Activation of Cannabinoid Receptor Type II by AM1241 Ameliorates Myocardial Fibrosis via Nrf2-Mediated Inhibition of TGF-beta1/Smad3 Pathway in Myocardial Infarction Mice.[Pubmed:27614871]
Cell Physiol Biochem. 2016;39(4):1521-36.
AIMS: Myocardial interstitial fibrosis is a major histologic landmark resulting in cardiac dysfunction after myocardial infarction (MI). Activation of cannabinoid receptor type II (CB2 receptor) have been demonstrated to reduce fibrosis in hepatic cirrhotic rat. However, the anti-fibrotic effect of CB2 receptor activation in infarcted hearts was still unclear. In this study, we aimed to investigate the effects of a CB2 receptor selective agonist AM1241 on myocardial fibrosis post MI in mice. METHODS: Echocardiograph was conducted to assess cardiac function. Fibrosis markers such as type I and type III collagen, fibronectin, Plasminogen activator inhibitor(PAI)-1 and tissue inhibitor of metalloprotease(TIMP)-1 were examined by Western blot, while collagens were directly observed by Sirius-red staining. Primary cultured cardiac fibroblasts(CFs) were subjected to hypoxia/serum deprivation (H/SD) injury to simulate ischemic conditions in vivo. Nrf2 siRNA were applied to explore the role of Nrf2 and TGF-beta1/Smad3 pathway in this process.
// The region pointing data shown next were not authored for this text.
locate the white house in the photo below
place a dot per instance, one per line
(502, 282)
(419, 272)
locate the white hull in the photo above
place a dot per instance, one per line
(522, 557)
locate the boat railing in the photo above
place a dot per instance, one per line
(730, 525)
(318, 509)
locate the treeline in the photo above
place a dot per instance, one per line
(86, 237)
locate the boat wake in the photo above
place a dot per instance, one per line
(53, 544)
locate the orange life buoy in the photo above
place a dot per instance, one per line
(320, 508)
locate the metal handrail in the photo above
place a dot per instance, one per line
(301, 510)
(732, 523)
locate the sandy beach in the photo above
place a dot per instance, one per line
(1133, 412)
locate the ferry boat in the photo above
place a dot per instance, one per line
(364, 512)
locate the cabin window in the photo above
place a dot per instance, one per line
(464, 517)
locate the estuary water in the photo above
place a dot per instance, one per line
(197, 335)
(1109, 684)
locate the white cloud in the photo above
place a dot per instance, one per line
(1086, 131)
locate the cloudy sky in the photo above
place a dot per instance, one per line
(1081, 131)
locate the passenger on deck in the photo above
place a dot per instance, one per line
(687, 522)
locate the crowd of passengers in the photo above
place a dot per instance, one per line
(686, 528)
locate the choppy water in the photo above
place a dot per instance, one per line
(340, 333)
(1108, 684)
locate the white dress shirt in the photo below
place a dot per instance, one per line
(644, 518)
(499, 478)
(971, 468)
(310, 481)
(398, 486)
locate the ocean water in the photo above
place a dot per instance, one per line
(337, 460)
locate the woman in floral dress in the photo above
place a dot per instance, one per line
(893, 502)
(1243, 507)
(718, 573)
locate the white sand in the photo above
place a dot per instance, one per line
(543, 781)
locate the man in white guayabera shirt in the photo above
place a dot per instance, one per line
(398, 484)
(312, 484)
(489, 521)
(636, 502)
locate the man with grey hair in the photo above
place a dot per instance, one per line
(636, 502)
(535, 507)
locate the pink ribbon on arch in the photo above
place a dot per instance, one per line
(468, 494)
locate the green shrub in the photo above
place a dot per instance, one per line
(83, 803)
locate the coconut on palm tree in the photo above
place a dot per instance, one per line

RESULTS: Echocardiography showed that AM1241 significantly improved cardiac function, suppressed the expression of fibrosis markers such as collagen I and collagen III, fibronectin, PAI-1 and TIMP-1 in mice with MI. In cardiac fibroblasts subjected to H/SD injury, AM1241 reduced the elevated levels of alpha-SMA, collagen I and collagen III, which were partially abrogated by the Nrf2 siRNA transfection. Furthermore, AM1241 not only activated and accelerated the translocation of Nrf2 to nucleus, but also inhibited TGF-beta1/ Smad3 pathway in an Nrf2 dependent manner. CONCLUSION: CB2 receptor agonist AM1241 alleviated myocardial interstitial fibrosis via Nrf2 -mediated down-regulation of TGF-beta1/Smad3 pathway, which suggested that CB2 receptor activation might represent a promising target for retarding cardiac fibrosis after MI.